It has been a rough few months for the internet.
In June, Fastly Inc.’s content-delivery network failure forced some of the world’s biggest e-commerce and media websites offline. Later, there were massive data breaches at T-Mobile US Inc. and Amazon.com Inc.’s Twitch streaming service. And last week, Facebook Inc.’s main social networks, Instagram and WhatsApp, were down for about six hours. Then on Friday, it happened again – albeit more briefly.
All the incidents had a common corporate response. It goes something like this: We are sorry, it was an unintentional configuration error, we’ll do better next time! After Facebook’s outage, the engineering director at security software firm Cloudflare Inc. called it a reminder about the fragile nature of the internet, where millions of interconnected systems are dependent on each other to make it work.

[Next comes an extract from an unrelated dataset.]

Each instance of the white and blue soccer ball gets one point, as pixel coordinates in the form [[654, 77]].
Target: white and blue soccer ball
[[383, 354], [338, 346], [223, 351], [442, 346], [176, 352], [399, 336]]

There was a time in the early days of the web when these excuses would be acceptable. But the internet, and many of these companies, now constitute the backbone of the modern economy. Billions of consumers and millions of small businesses rely on Facebook’s communication tools for daily living. If the web is held together by rubber bands and toothpicks, it’s clear that the U.S. needs to take urgent action to mitigate those vulnerabilities.
What can be done? First, we should hold companies accountable when they fail to implement proper safeguards and security policies. The sheer frequency of the problems shows the industry, in aggregate, doesn’t take the issue seriously. Companies don’t prioritize the problem or invest enough to fix it. That’s why it’s important to make negligence much more painful by raising the size of financial penalties and increasing the liabilities for management teams.
T-Mobile is one of the most egregious examples. According to the Wall Street Journal, a self-proclaimed hacker said he was able to get inside the wireless carrier’s systems through an unprotected router, with devastating consequences. The company revealed in August that personal data for nearly 50 million accounts were compromised – including some Social Security numbers and driver’s licenses. Incredibly, this last incident is T-Mobile’s fifth data breach over roughly the last three years.
Another possible fix would be to increase governmental oversight. With Facebook and Fastly saying their outages were based on simple employee errors, I shudder to consider the level of damage a rogue employee or a state-sponsored actor could cause. Similar to how the Federal Reserve’s bank examiners aim to prevent systemic risk by working on-site at financial institutions, a new team of regulators should get authority to inspect key technology companies’ redundancy and security plans. At a minimum, we need to do whatever it takes to reduce future human network configuration errors.
Yes, the Biden administration has acknowledged the importance of the country’s internet vulnerabilities on national security and economy security grounds. But thus far, the White House has not done much to closely regulate the private sector other than to develop voluntary standards. Governments need to be more forceful.
We can’t keep letting companies off the hook. There’s much to be done to prevent the worst-case scenario from becoming a reality.